You may be familiar with this method of categorizing the depth of different types of thought:
(It’s the revised version; the original categories were labeled Knowledge, Comprehension, Application, Analysis, Synthesis, and Evaluation. Note the top two rows in the revised version have been swapped.)
In principle this is a perfectly sensible arrangement. In practice there is an inane focus on the verbs being used to phrase the question, with little or no attention paid to the thought process in between.
For example, this list of verbs represents “Understanding”
classify, describe, discuss, explain, identify, locate, recognize, report, select, translate, paraphrase
while this represents “Creating”
assemble, construct, create, design, develop, formulate, write.
Which of these prompts will result in deeper thought?
A. Explain why the graph of the tangent has asymptotes.
B. Construct a diagram of the unit circle.
Now, prompt A does have a simple end product (“division by zero”) but the thought process in between can be vast, whereas the latter prompt is clearly nothing higher than the “Remembering” level of the taxonomy.

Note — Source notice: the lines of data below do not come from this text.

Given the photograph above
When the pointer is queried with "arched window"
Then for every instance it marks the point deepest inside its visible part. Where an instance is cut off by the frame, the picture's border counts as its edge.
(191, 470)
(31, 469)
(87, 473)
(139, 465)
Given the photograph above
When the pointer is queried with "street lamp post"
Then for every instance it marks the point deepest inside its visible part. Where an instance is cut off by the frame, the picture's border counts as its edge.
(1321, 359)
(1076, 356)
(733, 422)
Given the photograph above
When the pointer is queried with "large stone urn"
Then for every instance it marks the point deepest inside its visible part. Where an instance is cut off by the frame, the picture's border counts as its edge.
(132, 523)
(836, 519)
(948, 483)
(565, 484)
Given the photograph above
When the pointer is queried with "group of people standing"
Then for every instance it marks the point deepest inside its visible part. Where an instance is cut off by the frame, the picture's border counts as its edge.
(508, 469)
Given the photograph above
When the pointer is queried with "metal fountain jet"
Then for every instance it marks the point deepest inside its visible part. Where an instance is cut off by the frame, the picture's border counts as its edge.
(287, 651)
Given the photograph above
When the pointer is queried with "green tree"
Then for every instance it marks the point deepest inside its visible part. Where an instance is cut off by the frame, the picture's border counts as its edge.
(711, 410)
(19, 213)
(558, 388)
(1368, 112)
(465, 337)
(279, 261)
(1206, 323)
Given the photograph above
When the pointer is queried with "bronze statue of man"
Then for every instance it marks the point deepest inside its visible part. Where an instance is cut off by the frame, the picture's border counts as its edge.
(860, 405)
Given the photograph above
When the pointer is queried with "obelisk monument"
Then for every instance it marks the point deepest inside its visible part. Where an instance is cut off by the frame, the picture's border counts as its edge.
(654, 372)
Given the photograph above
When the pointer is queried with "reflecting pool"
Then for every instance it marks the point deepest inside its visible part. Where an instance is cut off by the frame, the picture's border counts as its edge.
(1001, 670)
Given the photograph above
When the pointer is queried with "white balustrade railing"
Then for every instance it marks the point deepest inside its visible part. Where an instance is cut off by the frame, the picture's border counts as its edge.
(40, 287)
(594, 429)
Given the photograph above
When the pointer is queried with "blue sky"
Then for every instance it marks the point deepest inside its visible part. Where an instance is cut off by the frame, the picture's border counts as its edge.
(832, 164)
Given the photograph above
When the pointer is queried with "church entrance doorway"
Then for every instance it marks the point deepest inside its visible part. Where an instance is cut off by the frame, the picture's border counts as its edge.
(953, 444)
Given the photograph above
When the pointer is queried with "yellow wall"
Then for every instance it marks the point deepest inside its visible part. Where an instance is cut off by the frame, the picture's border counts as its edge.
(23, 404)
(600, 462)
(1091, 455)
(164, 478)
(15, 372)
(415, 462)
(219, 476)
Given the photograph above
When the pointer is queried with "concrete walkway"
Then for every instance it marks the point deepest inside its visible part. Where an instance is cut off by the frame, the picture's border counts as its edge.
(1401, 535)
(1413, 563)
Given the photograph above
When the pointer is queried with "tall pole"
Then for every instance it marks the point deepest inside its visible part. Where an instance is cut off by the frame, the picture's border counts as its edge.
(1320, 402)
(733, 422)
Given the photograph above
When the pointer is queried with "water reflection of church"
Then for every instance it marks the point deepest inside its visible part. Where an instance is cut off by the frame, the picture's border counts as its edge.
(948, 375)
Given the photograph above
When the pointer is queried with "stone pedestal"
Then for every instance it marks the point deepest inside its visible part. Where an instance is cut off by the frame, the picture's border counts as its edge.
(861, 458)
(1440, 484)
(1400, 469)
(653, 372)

If one sat and pulled apart the different methods used the taxonomy seems more sensible (clearly if extrapolated from scratch prompt A enters the realm of creation) but that isn’t how the taxonomy is generally used or taught, in my experience. The list of verbs is a checklist, a way for teachers to escape having to genuinely think about a problem. Ignoring the content is a poor way to construct higher-order questions.